Los ataques israelíes a los que aludió Bachelet respondían a los lanzados primero por Hamas y otros grupos armados palestinos contra Israel (que causaron al menos 10 muertos).  Instalaciones civiles, incluyendo viviendas, oficinas de organizaciones humanitarias, centros médicos y medios de comunicación quedaron destruídas por los ataques israelíes. "Pese a que Israel defiende que muchos de esos edificios acogían grupos armados o eran utilizados con propósitos militares, no hemos visto evidencias en este sentido", indicó Bachelet. 

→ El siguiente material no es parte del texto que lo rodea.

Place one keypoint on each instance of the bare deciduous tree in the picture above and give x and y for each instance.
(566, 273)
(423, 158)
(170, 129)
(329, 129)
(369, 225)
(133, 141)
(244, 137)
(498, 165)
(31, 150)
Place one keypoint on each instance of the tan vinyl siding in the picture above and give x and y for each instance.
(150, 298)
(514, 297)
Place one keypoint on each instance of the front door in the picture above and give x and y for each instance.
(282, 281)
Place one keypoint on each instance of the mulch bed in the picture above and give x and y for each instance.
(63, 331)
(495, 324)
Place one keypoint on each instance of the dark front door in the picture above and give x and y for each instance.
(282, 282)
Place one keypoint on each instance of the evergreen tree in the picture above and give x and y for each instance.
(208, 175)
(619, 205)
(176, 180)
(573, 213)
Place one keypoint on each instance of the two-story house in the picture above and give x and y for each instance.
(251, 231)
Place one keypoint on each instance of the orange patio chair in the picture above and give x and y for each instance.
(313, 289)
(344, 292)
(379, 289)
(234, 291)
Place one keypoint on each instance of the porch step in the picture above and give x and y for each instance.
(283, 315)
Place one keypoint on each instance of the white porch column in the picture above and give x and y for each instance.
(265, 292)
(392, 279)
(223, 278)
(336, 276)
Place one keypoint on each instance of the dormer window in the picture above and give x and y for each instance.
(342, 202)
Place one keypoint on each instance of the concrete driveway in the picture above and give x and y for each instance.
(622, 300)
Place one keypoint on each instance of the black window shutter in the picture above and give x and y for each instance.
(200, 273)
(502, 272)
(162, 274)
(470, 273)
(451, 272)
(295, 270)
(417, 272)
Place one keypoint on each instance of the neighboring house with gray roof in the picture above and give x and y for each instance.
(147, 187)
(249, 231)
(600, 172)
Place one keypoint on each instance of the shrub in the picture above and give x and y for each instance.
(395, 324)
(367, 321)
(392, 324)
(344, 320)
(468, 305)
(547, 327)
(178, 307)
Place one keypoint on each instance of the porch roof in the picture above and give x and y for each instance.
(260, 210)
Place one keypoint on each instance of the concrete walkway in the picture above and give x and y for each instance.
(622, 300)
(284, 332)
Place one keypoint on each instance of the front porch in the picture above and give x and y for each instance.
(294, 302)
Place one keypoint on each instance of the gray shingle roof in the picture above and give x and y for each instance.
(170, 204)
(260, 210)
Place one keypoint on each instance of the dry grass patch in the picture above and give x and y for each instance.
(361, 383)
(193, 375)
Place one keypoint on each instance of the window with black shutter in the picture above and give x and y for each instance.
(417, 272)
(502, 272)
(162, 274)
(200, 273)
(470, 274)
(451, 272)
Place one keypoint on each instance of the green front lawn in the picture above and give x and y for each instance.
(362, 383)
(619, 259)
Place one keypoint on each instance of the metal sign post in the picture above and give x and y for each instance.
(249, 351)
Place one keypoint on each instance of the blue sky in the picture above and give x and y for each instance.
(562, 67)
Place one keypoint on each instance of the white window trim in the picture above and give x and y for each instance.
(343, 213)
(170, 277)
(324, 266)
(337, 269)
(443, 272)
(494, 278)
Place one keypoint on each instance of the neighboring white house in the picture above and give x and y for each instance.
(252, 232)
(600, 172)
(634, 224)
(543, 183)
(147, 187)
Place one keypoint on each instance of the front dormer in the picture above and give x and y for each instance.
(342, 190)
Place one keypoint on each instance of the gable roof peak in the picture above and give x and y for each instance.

La alta comisionada matizó, en alusión a Hamas, que "también es una violación de la ley internacional ubicar recursos militares en zonas civiles densamente pobladas, o atacar desde ellas", aunque indicó que "las acciones de una de las partes no eximen a la otra de sus obligaciones". 

Bachelet también comparó la situación de los civiles en Israel y Palestina, señalando que, mientras los primeros "disponen de la Cúpula de Hierro y fuerzas militares profesionales para defenderlos, los palestinos no tienen protección alguna ante ataques aéreos contra una de las zonas más densamente pobladas del mundo".  No tienen lugar al que escapar, debido al bloqueo por tierra, mar y aire implementado en los últimos 14 años", agregó la responsable de derechos humanos de Naciones Unidas. 

Por su parte, el relator de la ONU para los derechos humanos en el territorio palestino, Michael Lynk, agregó al respecto en la misma sesión del consejo que los palestinos de Gaza "viven en una desesperada situación que Naciones Unidas ha calificado de insostenible e invivible, una forma de castigo colectivo".